HIS-Data
Home | Suche
Zedler: Staats-Wissenschafft HIS-Data
5028-39-707-12
Titel: Staats-Wissenschafft
Quelle: Zedler Universal-Lexicon
Band: 39 Sp. 707
Jahr: 1744
Originaltext: Digitalisat BSB Bd. 39 S. 367
Vorheriger Artikel: Staats-Übel
Folgender Artikel: Staatz
Siehe auch:
Hinweise:
  • Allgemeine Bemerkungen zur Textgestaltung siehe Hauptartikel
  • Für die Auflösung der Quellenangaben siehe: Personen

  Text  
  Staats-Wissenschafft, Staats-Lehre, Politica publica, Prudentia publica, wir wollen hier zweyerley untersuchen: erstlich nach der Theorie, was die Staats-Lehre sey? Hernach nach der Praxi, wie sie vorzutragen und zu erlernen sey?  
  Erstlich haben wir nach der Theorie zu sehen, was die Staats-Lehre sey? Man pflegt dieses Wort in weitern und engern Verstande zu nehmen, und verstehet nach jenem dadurch denjenigen Theil der practischen Philosophie, welcher zeiget, wie man sich in allen Ständen klüglich aufführen, und seinen Nutzen auf eine rechtmäßige Art befördern soll.  
  Weil sie ein Theil der practischen Philosophie, so handelt sie von der Menschen Thun und Lassen; Indem sie aber nur einen Theil ausmachet, so handelt sie auch nur in gewisser Absicht davon, nehmlich so ferne es nach den Regeln der Klugheit einzurichten, welche die Mittel zeigen, wie ein Mensch seine vernünfftigen Absichten erreichen, und seinen Nutzen befördern soll.  

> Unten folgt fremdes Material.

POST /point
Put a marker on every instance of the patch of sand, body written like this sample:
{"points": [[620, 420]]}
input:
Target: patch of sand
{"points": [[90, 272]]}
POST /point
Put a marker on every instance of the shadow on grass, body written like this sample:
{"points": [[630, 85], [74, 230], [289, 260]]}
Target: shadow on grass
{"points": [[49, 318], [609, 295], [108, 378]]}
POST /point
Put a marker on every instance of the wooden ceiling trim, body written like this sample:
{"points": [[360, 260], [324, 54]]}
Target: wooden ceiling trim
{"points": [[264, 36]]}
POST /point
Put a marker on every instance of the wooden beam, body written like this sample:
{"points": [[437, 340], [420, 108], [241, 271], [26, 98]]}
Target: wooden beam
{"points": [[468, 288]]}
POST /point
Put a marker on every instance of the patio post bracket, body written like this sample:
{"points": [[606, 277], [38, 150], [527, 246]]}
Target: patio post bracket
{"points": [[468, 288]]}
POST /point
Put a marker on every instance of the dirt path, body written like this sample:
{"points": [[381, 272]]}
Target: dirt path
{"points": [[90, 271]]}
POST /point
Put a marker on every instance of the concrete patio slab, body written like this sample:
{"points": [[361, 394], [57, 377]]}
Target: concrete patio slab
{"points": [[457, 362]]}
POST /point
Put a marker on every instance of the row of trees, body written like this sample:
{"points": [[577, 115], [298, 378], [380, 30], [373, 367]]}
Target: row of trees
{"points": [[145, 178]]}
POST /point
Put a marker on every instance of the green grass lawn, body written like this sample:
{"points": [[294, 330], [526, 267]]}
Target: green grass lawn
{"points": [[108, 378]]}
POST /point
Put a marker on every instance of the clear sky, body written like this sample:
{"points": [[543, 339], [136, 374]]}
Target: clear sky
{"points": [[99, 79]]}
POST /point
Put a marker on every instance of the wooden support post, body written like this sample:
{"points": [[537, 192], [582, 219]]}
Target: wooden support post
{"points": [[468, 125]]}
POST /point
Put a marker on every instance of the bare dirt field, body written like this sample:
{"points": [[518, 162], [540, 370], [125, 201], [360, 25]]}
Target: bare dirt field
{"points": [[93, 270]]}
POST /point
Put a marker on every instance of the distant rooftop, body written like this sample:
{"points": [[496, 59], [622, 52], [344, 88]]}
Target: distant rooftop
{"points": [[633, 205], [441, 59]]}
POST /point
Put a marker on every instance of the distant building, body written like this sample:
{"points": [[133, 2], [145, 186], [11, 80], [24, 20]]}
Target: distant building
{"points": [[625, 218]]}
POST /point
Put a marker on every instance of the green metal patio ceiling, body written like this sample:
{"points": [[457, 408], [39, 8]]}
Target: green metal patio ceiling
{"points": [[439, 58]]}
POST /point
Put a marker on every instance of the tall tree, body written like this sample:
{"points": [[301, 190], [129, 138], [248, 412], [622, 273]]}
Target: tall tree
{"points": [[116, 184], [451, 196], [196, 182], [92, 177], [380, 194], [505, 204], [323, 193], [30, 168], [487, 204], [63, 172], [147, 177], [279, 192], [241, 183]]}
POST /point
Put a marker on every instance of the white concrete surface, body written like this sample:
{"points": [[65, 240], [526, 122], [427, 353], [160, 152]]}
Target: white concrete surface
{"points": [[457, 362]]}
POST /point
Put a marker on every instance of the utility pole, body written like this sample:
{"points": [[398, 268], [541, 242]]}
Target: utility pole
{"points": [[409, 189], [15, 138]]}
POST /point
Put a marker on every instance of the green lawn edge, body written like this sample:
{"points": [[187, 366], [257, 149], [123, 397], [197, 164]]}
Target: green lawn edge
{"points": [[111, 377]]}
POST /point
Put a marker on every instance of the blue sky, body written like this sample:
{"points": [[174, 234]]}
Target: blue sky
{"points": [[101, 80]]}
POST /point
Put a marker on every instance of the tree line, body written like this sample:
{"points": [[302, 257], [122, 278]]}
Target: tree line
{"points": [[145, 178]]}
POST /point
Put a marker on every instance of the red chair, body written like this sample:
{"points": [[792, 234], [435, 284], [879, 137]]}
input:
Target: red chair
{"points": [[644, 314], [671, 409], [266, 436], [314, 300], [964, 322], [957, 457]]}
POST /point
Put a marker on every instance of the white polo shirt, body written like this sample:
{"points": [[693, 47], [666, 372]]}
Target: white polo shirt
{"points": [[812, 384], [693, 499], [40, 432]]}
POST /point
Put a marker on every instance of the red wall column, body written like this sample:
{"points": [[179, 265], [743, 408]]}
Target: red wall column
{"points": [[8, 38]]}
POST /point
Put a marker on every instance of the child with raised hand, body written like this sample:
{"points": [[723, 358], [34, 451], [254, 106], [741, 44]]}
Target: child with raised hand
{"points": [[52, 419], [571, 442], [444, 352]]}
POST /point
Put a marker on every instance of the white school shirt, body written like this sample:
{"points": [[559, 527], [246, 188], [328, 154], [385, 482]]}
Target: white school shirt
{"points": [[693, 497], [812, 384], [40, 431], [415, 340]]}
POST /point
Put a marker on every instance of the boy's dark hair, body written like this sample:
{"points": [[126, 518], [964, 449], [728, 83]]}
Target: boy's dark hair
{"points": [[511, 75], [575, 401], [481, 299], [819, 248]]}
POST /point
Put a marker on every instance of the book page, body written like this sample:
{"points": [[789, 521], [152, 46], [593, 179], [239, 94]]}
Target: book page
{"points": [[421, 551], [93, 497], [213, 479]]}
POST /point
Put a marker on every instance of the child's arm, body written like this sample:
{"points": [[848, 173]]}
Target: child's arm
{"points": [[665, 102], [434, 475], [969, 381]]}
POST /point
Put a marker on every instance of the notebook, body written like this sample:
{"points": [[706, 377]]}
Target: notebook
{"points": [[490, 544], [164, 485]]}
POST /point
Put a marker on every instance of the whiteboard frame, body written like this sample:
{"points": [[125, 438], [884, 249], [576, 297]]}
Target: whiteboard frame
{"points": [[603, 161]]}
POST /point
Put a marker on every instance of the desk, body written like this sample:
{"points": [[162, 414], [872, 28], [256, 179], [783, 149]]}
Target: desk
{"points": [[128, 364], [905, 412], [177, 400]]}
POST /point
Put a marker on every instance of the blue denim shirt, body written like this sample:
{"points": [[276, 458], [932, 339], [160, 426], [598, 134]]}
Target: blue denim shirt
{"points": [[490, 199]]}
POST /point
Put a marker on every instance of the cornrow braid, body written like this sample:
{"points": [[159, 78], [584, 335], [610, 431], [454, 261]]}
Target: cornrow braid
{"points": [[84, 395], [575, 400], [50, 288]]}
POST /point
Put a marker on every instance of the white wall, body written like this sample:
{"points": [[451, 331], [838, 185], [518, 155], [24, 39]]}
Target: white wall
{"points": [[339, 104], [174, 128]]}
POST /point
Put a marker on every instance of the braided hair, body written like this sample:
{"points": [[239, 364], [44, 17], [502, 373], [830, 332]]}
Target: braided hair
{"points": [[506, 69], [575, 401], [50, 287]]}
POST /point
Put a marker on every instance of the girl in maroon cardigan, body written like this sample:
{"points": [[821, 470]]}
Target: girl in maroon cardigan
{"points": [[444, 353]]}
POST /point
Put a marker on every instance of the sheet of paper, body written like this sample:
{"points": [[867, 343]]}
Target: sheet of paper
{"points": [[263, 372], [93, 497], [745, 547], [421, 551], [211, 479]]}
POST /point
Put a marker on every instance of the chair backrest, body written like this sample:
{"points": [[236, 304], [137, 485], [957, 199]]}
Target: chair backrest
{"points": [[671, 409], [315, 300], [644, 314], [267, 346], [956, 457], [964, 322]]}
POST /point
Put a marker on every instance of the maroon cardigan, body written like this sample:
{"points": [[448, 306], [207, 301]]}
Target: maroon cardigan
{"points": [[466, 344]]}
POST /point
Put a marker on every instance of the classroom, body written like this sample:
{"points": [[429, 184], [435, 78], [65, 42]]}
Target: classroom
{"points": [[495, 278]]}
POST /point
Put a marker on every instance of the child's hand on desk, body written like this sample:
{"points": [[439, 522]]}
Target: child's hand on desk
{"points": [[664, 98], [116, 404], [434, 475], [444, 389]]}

  Die Menschen befinden sich in verschiedenen Ständen, wie  
  {Sp. 708}  
  dieses der Artickel vom Stand ausweiset, und deswegen sind auch die Absichten unterschieden. Sie gehet auf die Glückseligkeit der Menschen, und zwar nur auf die äusserliche.  
  Im engern Sinne verstehet man durch die Staats-Lehre denjenigen Theil der Klugheits-Lehre oder Politick, welcher insonderheit lehret, wie ein Staat oder Republick klüglich zu regieren. Es kommen dabey verschiedene Absichten für, und dazu sind auch verschiedene Mittel nöthig, daraus die besondern Stücke dieser Klugheit entspringen. Denn da handelt man von der Klugheit  
 
  • in Gesetzen und Gerichten,
  • in Straffen und Belohnungen,
  • die Ämter wohl zu besetzen,
  • den Schatz zu vermehren,
  • einen Staat aufzuhelffen,
  • das Religions-Wesen zum Nutzen des Staats einzurichten,
  • Krieg zu führen,
  • Alliantzen und Bündnisse zuschliessen,
  • Gesandten zu schicken,
  • u.s.w.
 
  von welchen Materien die Ausführung unter den gehörigen Artickeln zu suchen.  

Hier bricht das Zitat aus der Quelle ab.